Der Iran bleibt eine Herausforderung an die Weltdiplomatie und kommt angesichts bevorstehender erneuter Verhandlungen wieder in den Fokus der Medien, Anlass zu folgender Stellungnahme zu

Süddeutsche Zeitung (SZ) vom 7.2.2013, Rubrik Außenansicht:
"Die Bombe entschärfen" von Volker Perthes,

SZ vom 8.2.2013, Titelseite:
"Iran brüskiert im Atomkonflikt die USA" von Paul-Anton Krüger

und Leitartikel "Nicht das letzte Wort" von Rudolph Chimelli

Politisches Defizit

Der Direktor der Stiftung Wissenschaft und Politik, Volker Perthes, traut sich nicht, die US-amerikanische und zionistische Quadratur des Kreises zu durchbrechen.

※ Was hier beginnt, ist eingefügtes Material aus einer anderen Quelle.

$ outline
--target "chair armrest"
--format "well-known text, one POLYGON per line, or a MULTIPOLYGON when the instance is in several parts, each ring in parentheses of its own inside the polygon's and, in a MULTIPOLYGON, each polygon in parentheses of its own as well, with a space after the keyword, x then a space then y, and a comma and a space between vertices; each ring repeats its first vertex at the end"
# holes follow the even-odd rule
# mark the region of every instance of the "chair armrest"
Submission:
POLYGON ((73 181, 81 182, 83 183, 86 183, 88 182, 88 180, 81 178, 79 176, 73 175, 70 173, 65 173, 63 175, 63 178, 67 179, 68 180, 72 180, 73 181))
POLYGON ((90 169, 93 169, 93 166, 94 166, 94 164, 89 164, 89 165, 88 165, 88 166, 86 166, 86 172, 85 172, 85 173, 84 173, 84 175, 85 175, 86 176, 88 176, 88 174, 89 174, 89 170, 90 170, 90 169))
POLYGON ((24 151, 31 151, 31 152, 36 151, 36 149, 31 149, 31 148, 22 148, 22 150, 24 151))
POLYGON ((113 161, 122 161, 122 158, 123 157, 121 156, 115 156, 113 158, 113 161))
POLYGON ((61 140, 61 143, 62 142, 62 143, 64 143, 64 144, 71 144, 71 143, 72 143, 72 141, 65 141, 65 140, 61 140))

Zwar ist offensichtlich der "Atomstreit" mit dem Iran eine zionistische und US-amerikanische Konstruktion, um den Iran gemäß israelischer Bestrebungen nicht als Regionalmacht im Mittleren Osten anerkennen zu müssen, aber die Stiftung des deutschen Außenministeriums verzichtet darauf, sich klar und deutlich für die Normalisierung der internationalen Beziehungen mit Teheran einzusetzen. Solange dieses politische Defizit besteht, hat Europa keine Rolle zu spielen. Alles anderes sind Abschweifungen, um Illusionen, Wunschdenken einer "wichtigen Rolle" Europas zu nähren.

Journalisten, Politiker und Stiftungen, wie die Stiftung Wissenschaft und Politik (SWP) müssen sich dringend klipp und klar gegen den Krieg aussprechen und gegen das implizierte Kalkül in solchen israelischen Zumutungen, die USA und Europa zu weiteren, noch schärferen Maßnahmen gegen den Iran zu bewegen. Ein solches Diktat von wenigen Extremisten ist inakzeptabel. Es ist die De-Eskalation, die Europa auf der ganzen Linie im Nahen und Mittleren Osten anstreben muss, d.h. aus der Bedrohungs- und Sanktionspolitik ist auszusteigen und mit dem Iran ist nicht länger nach israelischem Gusto ein Konflikt zu erfinden oder zu fördern. Völlig falsch, ja kakophonisch ist es, von einer Bombe zu schreiben (SZ-Rubrik Außenansicht: "Die Bombe entschärfen" von Volker Perthes, 7.2.2013), weil es keine Bombe gibt, keinen Konflikt, sondern lediglich ein israelisches Konstrukt, das dazu führt, die USA und Europa gegen den Iran auszuspielen. Die SZ-Redaktion verdreht mit ihrer Titelformulierung den Artikel von Volker Perthes zugunsten einer propagandistischen Frechheit und reduziert das Problem auf eine Verlogenheit, als ob eine gefährliche Bombe im Iran existierte. Zu Recht lehnt der oberste Führer Chamenei Verhandlungen über das Nuklearprogramm ab. Rechte, so auch das Recht auf friedliche Nutzung von Kernenergie, sind nicht verhandelbar. Die Welt braucht keine weitere Show, keine trügerische Inszenierung darüber, sondern echte Gespräche, um die Beziehungen zu normalisieren, ohne Lug und Trug. Dafür fehlen begünstigende Signale gerade aus den USA und der EU. Rudolph Chimelli bemerkt deshalb mit seinem persönlichen Realismus und in gewohnter Sachlichkeit: "Da die Amerikaner gerade die Sanktionen gegen Teheran verschärft hätten, seien Gespräche sinnlos... Chameneis Misstrauen gegen Amerika sitzt tief". Aber nicht nur Chameneis Misstrauen. Jeder politische Beobachter hätte Gründe zu misstrauen im Hinblick auf die Geschichte und im Hinblick auf die aggressive amerikanische Politik und unfairen Handlungen gegenüber dem Iran. Es liegt deshalb an den USA andere Signale auszusenden, damit ihre Botschaft ernst genommen werden kann. Jede Hinderniskonstruktion ist fallen zu lassen.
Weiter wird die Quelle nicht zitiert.